How Can You Overcome Stress By Negative Thinking?
When discussing the effects of emotions, stress, personality, and relationships on illness, you can easily start to feel like you’re being blamed for your health conditions – or like you’re blaming others.
However, this is far from the case. Instead, examining the root causes of your illness can help you take responsibility for yourself and your actions.
The more you can learn about yourself, the less you’ll be a passive victim of your illness. And the more you take control, the greater your chances of finally overcoming that illness.
There are many patients who couldn’t understand why they’d developed cancer. One man expressed that he’d always been a positive thinker who’d never given in to pessimistic thoughts. So why should he have gotten cancer?
Well, it’s not quite that simple. While positive emotions do increase well-being, constant positive thinking can actually become a destructive coping mechanism.

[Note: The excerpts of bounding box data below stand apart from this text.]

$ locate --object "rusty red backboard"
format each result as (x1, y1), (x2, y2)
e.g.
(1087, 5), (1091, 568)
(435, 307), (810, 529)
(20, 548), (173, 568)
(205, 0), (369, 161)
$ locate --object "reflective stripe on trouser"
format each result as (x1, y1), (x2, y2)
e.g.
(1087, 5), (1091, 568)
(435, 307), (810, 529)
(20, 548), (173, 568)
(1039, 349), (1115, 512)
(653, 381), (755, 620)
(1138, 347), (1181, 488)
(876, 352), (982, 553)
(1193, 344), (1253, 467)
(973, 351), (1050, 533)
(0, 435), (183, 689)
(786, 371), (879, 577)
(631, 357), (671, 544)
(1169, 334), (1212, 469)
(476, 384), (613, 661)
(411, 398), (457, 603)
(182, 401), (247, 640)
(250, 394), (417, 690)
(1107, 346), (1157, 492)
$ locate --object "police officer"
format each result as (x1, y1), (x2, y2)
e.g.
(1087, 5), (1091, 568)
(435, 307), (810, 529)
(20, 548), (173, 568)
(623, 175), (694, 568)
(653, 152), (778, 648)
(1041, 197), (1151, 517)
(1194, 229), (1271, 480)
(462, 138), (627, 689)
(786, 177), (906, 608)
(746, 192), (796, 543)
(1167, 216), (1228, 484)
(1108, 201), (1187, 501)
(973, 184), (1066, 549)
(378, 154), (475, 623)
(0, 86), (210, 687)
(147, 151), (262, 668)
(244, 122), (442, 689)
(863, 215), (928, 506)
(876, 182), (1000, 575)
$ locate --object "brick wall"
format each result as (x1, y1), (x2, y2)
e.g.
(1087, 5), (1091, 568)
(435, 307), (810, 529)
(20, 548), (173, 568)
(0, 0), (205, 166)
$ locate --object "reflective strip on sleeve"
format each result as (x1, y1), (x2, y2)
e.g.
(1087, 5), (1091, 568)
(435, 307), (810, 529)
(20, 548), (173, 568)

By ignoring the bad, you repress your negative emotions, increase your stress levels, and ultimately predispose yourself to disease.
Instead, it’s better to engage in some negative thinking. That doesn’t mean living as if the glass were half-empty. Instead, it involves accepting and embracing all of reality – even the bad parts. Then, you can determine a way to fix things.
The power of negative thinking is borne out by research. A study done in San Francisco found that emotional repression in melanoma patients was positively correlated with relapse and death.
By contrast, another study found that melanoma patients who felt less accepting and resigned to their illness – and had a harder time coping with their diagnosis – were actually less likely to suffer relapses.
So it shouldn’t be surprising that psychological support can make a big difference in cancer recovery. A study conducted at UCLA looked at 34 people with stage 1 melanoma – half made up a control group, and half went to six group therapy sessions over a six-week period.
Six years later, ten members of the control group had died, and three had recurrences. By contrast, just three of the therapy group had died, while four had recurrences.
When people become ill, many react with denial or minimization. But this isn’t what our bodies need. Instead, we must grow to understand the root causes of our stress – and, ultimately, ourselves.
Final Words
Health is a delicate balancing act, and chronic stress can easily disrupt that balance by damaging our immune and nervous systems.
In the worst cases, chronic stress can contribute to the onset and exacerbation of illnesses like MS, cancer, and ALS. It’s only by reckoning with our unhealthy coping mechanisms, destructive personality traits, and repressed emotions that we can fight stress and reclaim our health.